Britain’s government must get parliamentary approval before starting the process of leaving the European Union, the Supreme Court ruling on Tuesday, potentially delaying Prime Minister Theresa May’s plans to trigger negotiations by the end of March.
The ruling forces the government to put a bill before Parliament, giving pro-EU politicians a chance to soften the terms of Brexit – Britain’s exit from the EU. “Leave” campaigners had objected, saying Parliament shouldn’t have the power to overrule the electorate, which voted to leave the bloc in a June 23 referendum.
May had said she would use centuries-old powers known as royal prerogative to invoke Article 50 of the EU treaty and launch two years of exit talks. The powers – traditionally held by the monarch – permit decisions about treaties and other issues to be made without a vote of Parliament.

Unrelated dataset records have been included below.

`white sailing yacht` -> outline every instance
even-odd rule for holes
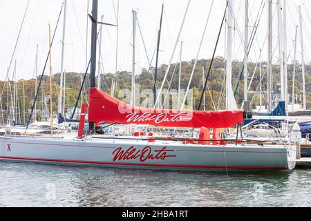
[[[232,0],[229,1],[229,3]],[[144,108],[124,104],[95,87],[98,0],[93,0],[89,105],[84,104],[79,131],[75,137],[0,137],[0,160],[50,164],[198,171],[246,171],[292,169],[296,146],[249,144],[219,137],[217,128],[243,122],[243,111],[189,111]],[[86,108],[89,106],[88,108]],[[91,133],[95,123],[149,124],[200,128],[198,139],[159,139],[151,134],[126,137],[86,135],[88,109]],[[214,129],[213,139],[209,129]],[[197,137],[198,138],[198,137]]]

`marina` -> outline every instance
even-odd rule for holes
[[[137,1],[57,0],[48,22],[27,1],[0,79],[0,206],[310,206],[308,4]]]

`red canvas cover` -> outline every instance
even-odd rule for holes
[[[190,111],[134,107],[97,89],[90,89],[88,121],[167,127],[229,128],[243,122],[243,110]]]

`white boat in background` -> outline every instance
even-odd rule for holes
[[[294,168],[294,144],[258,145],[256,142],[245,142],[238,136],[236,140],[220,137],[219,128],[232,128],[243,122],[243,110],[191,111],[140,108],[123,103],[96,88],[97,3],[97,0],[93,0],[89,104],[82,104],[77,136],[70,134],[64,137],[52,135],[44,137],[1,136],[0,161],[205,172]],[[231,32],[232,26],[229,26]],[[231,68],[227,72],[231,74]],[[231,85],[231,80],[229,82]],[[87,112],[90,126],[84,129]],[[135,136],[90,136],[95,125],[101,122],[200,128],[200,131],[198,137],[177,140],[137,133],[139,131],[133,131],[135,126],[131,129],[132,132],[136,132],[133,133]],[[212,139],[208,128],[214,130]]]
[[[59,125],[54,123],[53,131],[53,133],[59,133]],[[50,134],[50,123],[46,122],[35,122],[29,124],[27,131],[26,126],[5,126],[0,128],[0,135],[21,135],[24,134]]]
[[[247,129],[245,133],[248,137],[265,137],[271,139],[274,137],[285,137],[288,133],[286,131],[276,128],[268,124],[260,124],[254,125],[250,129]]]

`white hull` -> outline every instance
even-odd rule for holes
[[[147,140],[2,137],[0,160],[175,171],[285,170],[295,166],[296,151],[292,148],[194,145],[171,141],[149,143]],[[127,155],[117,155],[128,149]]]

“The referendum is of great political significance, but the act of Parliament which established it did not say what should happen as a result, so any change in the law to give effect to the referendum must be made in the only way permitted by the UK Constitution, namely by an act of Parliament,” the president of the Supreme Court David Neuberger said in reading the judgement.

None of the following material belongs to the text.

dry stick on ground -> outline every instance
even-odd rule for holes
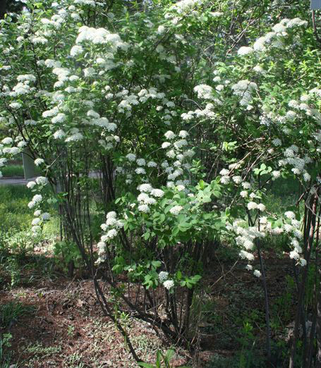
[[[109,317],[112,321],[114,323],[116,327],[119,330],[121,333],[123,335],[123,337],[125,340],[126,343],[129,348],[129,350],[131,350],[131,355],[133,355],[135,360],[138,362],[142,362],[142,360],[138,357],[138,356],[136,354],[136,352],[135,351],[134,348],[133,347],[133,345],[131,342],[131,340],[129,339],[128,335],[127,334],[126,331],[123,329],[121,324],[118,321],[118,320],[115,318],[114,314],[111,312],[111,310],[108,305],[108,302],[106,300],[106,298],[104,295],[104,292],[102,290],[102,288],[100,288],[100,286],[98,283],[98,281],[97,279],[96,276],[94,277],[94,285],[95,285],[95,291],[96,293],[96,296],[98,300],[98,302],[99,303],[100,307],[102,308],[104,314],[105,316]]]
[[[304,252],[304,257],[307,262],[306,266],[303,270],[302,278],[299,285],[298,305],[296,307],[296,319],[294,322],[294,333],[292,346],[291,348],[291,354],[289,363],[289,368],[294,367],[294,360],[296,354],[296,345],[299,335],[299,325],[302,317],[302,307],[304,302],[304,295],[305,291],[305,283],[308,278],[308,270],[310,264],[310,257],[311,255],[312,247],[313,244],[314,234],[315,231],[316,217],[317,217],[317,206],[318,202],[318,195],[314,194],[310,200],[308,209],[308,218],[306,218],[305,224],[304,240],[306,247]]]
[[[311,326],[311,331],[310,333],[310,337],[309,337],[309,347],[308,347],[308,354],[307,359],[305,362],[305,366],[304,368],[310,368],[312,364],[312,357],[313,355],[313,352],[315,352],[315,331],[317,329],[317,323],[318,320],[317,317],[317,310],[318,307],[320,307],[320,302],[321,302],[321,298],[320,298],[320,291],[321,289],[320,288],[317,288],[318,284],[321,285],[321,263],[320,263],[320,216],[321,216],[321,207],[319,207],[319,214],[317,218],[317,237],[315,240],[315,265],[316,265],[316,270],[315,270],[315,285],[314,285],[314,295],[315,295],[315,302],[313,306],[313,321],[312,321],[312,326]],[[317,294],[319,293],[319,295]],[[320,324],[321,326],[321,324]],[[318,343],[318,341],[320,342]],[[319,347],[319,350],[320,352],[320,357],[321,357],[321,335],[317,335],[317,346]]]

“To proceed otherwise would be a breach of settled constitutional principles stretching back many centuries,” he said.
The case was considered the most important constitutional issue in a generation, clarifying who ultimately wields power in Britain’s system of government: the prime minister and her Cabinet, or Parliament.
Financial entrepreneur Gina Miller sued to force the government to seek Parliamentary approval before invoking Article 50. Leaving the EU will change the fundamental rights of citizens and this can’t be done without a vote of lawmakers, she argued.
May had argued the referendum gave her a mandate to take Britain out of the 28-nation bloc and that discussing the details of her strategy with Parliament would weaken the government’s negotiating position.
The decision doesn’t mean that Britain will remain in the EU. But it could delay the process.
“Today’s result comes as a surprise to no one. Unfortunately for businesses and other institutions, Brexit still means uncertainty,” said Phillip Souta, head of U.K. public policy at Clifford Chance. “Parliament remains divided and the outcome of the negotiations remain unknown.”